There's an additional reason why we discourage the kind of data
mining that treats these as if they were character properties:
just because they are easy to lift out of the file doesn't mean
that they represent information that is more useful than, for
example, information contained in the discussion of the script of
character block in the text of the core specification.

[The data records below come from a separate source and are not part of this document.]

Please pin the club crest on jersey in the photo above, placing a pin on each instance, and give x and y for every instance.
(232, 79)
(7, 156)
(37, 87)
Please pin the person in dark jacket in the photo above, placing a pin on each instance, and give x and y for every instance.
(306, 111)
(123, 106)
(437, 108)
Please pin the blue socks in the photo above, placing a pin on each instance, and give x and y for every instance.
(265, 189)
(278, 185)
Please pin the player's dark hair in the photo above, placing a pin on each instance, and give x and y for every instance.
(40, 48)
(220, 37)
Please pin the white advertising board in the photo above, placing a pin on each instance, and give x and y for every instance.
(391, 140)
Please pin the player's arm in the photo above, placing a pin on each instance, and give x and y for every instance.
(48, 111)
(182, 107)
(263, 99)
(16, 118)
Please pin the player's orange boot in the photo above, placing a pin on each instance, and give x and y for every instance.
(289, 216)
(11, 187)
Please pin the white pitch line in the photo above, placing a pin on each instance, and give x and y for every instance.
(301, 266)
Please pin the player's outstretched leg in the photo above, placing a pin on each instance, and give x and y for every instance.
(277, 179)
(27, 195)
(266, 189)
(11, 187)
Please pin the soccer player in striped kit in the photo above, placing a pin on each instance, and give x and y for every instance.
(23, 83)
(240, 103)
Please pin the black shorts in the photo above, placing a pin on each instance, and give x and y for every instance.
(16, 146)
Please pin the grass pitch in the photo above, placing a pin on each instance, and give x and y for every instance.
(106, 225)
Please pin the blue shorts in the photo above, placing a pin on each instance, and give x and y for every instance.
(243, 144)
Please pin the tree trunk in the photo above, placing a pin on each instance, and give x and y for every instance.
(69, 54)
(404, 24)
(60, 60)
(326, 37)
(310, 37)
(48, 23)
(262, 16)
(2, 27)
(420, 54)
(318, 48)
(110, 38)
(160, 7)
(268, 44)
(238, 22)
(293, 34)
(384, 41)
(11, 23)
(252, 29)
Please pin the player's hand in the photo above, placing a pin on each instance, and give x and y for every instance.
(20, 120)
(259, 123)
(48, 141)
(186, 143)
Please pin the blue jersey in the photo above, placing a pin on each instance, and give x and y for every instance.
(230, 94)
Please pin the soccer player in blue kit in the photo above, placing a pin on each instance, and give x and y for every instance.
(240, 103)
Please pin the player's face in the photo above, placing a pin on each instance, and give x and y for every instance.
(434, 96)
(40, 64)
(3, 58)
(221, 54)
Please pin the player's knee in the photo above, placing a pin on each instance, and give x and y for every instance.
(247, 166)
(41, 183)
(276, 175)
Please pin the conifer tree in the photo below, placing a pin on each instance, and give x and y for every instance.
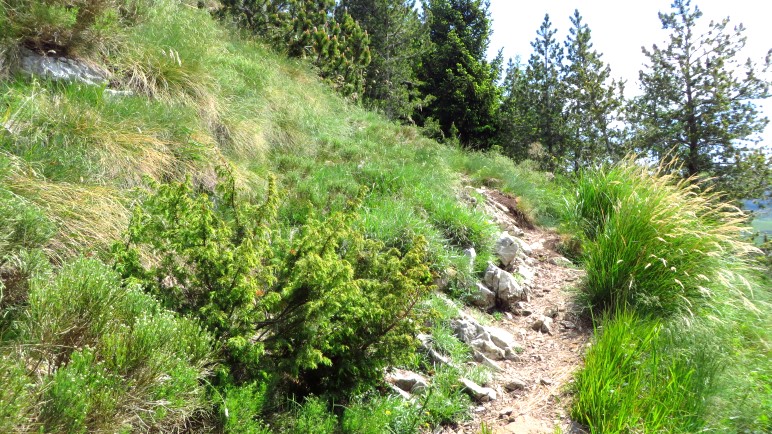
(698, 99)
(592, 102)
(398, 39)
(338, 47)
(548, 98)
(516, 117)
(456, 74)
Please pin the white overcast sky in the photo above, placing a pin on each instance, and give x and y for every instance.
(620, 28)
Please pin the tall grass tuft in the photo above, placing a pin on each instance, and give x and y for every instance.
(656, 241)
(639, 378)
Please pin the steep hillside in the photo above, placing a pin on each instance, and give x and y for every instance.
(199, 235)
(179, 96)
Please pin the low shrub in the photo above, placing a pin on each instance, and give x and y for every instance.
(208, 257)
(328, 307)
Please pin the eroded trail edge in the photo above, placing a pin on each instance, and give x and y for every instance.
(533, 393)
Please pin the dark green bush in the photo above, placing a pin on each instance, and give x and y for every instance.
(347, 308)
(107, 357)
(210, 259)
(330, 310)
(61, 26)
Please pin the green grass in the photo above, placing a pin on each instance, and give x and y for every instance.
(657, 243)
(636, 379)
(682, 338)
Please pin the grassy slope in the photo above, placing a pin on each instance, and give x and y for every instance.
(204, 96)
(218, 97)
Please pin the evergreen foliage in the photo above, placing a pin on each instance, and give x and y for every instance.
(698, 100)
(318, 30)
(211, 259)
(456, 74)
(592, 102)
(547, 98)
(517, 120)
(398, 39)
(347, 306)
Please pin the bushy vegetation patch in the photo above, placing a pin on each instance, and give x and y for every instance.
(636, 378)
(100, 356)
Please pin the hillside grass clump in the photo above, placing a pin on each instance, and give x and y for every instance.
(636, 379)
(658, 242)
(679, 308)
(302, 286)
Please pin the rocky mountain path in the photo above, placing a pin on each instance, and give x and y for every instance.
(533, 390)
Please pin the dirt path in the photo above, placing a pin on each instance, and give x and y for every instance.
(547, 364)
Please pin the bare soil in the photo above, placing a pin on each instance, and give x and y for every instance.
(549, 360)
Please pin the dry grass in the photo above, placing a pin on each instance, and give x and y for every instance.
(89, 218)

If you seriously wanted to present "all that is known about a
character" you would need to excerpt all mentions of it in the
core specification, as well as (potentially) any additional
details presented in the version of the proposal document that was
approved by the UTC as part of encoding the character. (In
addition to each and any explicit and implicit mention in the text
of a UAX and which is not already covered by a formal character
property).
The reason nobody provides such a comprehensive summary, although
perhaps they should, is that the way the information is presented
in the core specification is, while equally useful(!), simply not
formatted in a way that makes data mining easy.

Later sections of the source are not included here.